Background: Optimizing postdischarge medication adherence is a target for avoiding adverse events. Nevertheless, few studies have focused on predictors of postdischarge medication adherence.
Methods: The Pharmacist Intervention for Low Literacy in Cardiovascular Disease (PILL-CVD) study used counseling and follow-up to improve postdischarge medication safety. In this secondary data analysis, we analyzed predictors of self-reported medication adherence after discharge. Based on an interview at 30-days postdischarge, an adherence score was calculated as the mean adherence in the previous week of all regularly scheduled medications. Multivariable linear regression was used to determine the independent predictors of postdischarge adherence.

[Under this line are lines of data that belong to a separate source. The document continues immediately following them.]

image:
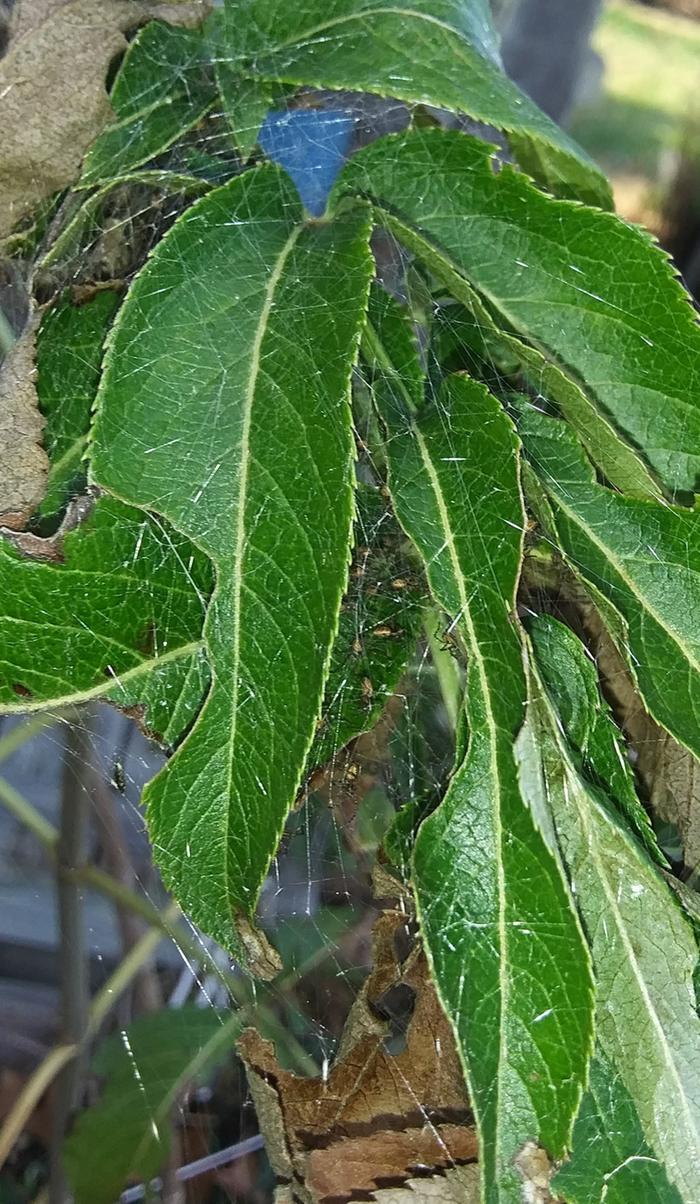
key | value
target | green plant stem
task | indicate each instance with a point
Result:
(7, 336)
(70, 855)
(166, 925)
(58, 1057)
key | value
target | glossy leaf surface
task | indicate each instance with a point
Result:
(163, 88)
(642, 558)
(434, 53)
(143, 1068)
(224, 408)
(611, 1161)
(581, 285)
(488, 890)
(643, 949)
(69, 352)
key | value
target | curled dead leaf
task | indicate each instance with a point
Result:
(669, 772)
(53, 100)
(23, 460)
(378, 1121)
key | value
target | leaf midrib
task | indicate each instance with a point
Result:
(99, 691)
(593, 847)
(474, 645)
(607, 553)
(236, 577)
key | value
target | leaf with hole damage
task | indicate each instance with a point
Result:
(440, 53)
(642, 558)
(69, 352)
(582, 287)
(590, 730)
(488, 890)
(224, 407)
(643, 949)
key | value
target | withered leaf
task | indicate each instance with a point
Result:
(669, 772)
(23, 461)
(52, 89)
(378, 1120)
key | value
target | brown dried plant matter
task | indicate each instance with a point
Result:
(378, 1120)
(53, 101)
(23, 461)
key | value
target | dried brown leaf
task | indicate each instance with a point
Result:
(23, 460)
(52, 89)
(459, 1185)
(377, 1120)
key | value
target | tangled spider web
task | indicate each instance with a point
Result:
(323, 895)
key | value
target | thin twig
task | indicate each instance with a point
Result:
(70, 855)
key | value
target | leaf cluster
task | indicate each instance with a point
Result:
(527, 395)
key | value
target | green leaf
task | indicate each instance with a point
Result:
(246, 104)
(489, 892)
(93, 218)
(224, 408)
(643, 949)
(629, 552)
(589, 291)
(118, 619)
(610, 1158)
(163, 88)
(69, 352)
(440, 53)
(145, 1069)
(380, 619)
(589, 727)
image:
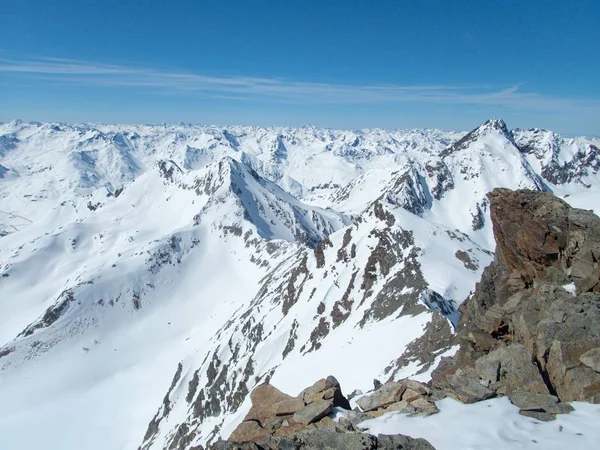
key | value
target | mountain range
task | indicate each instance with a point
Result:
(152, 275)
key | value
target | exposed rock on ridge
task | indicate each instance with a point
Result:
(532, 329)
(279, 421)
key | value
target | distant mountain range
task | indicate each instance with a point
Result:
(152, 276)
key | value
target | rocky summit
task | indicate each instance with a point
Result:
(531, 330)
(277, 421)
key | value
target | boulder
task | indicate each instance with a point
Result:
(313, 412)
(591, 358)
(521, 329)
(249, 432)
(510, 368)
(389, 393)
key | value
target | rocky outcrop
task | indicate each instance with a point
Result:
(279, 421)
(531, 330)
(406, 396)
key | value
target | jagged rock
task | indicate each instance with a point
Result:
(539, 415)
(327, 389)
(386, 395)
(356, 417)
(522, 330)
(268, 401)
(313, 412)
(510, 368)
(467, 390)
(279, 421)
(325, 439)
(591, 359)
(249, 431)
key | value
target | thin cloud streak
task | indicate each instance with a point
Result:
(105, 75)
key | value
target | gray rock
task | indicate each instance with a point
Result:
(313, 412)
(531, 401)
(591, 358)
(386, 395)
(539, 415)
(467, 390)
(323, 439)
(356, 417)
(512, 367)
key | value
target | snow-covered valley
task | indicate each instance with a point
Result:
(151, 276)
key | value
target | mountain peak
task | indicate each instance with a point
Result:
(494, 124)
(491, 126)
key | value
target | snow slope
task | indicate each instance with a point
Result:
(151, 276)
(494, 424)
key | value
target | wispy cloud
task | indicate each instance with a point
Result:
(240, 87)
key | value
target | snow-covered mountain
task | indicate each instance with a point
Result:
(151, 276)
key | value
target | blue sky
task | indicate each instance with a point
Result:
(341, 64)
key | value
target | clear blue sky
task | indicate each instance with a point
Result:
(343, 64)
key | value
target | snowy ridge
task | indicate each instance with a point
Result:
(200, 261)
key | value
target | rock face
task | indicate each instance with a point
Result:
(406, 396)
(531, 330)
(279, 421)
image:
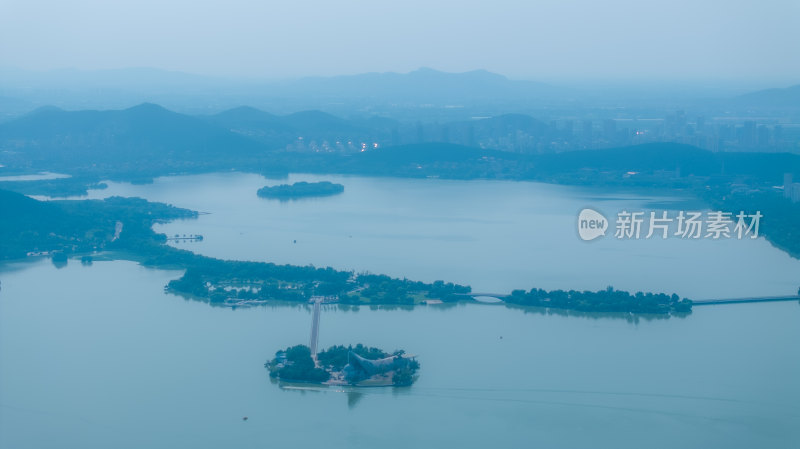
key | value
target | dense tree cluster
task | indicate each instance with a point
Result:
(300, 190)
(608, 300)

Results: The mean age of the 646 included patients was 61.2 years, and they were prescribed an average of 8 daily medications. The mean postdischarge adherence score was 95% (standard deviation [SD] = 10.2%). For every 10-year increase in age, there was a 1% absolute increase in postdischarge adherence (95% confidence interval [CI] 0.4% to 2.0%). Compared to patients with private insurance, patients with Medicaid were 4.5% less adherent (95% CI -7.6% to -1.4%). For every 1-point increase in baseline medication adherence score, as measured by the 4-item Morisky score, there was a 1.6% absolute increase in postdischarge medication adherence (95% CI 0.8% to 2.4%). Surprisingly, health literacy was not an independent predictor of postdischarge adherence.
Conclusions: In patients hospitalized for cardiovascular disease, predictors of lower medication adherence postdischarge included younger age, Medicaid insurance, and baseline nonadherence. These factors can help predict patients who may benefit from further interventions.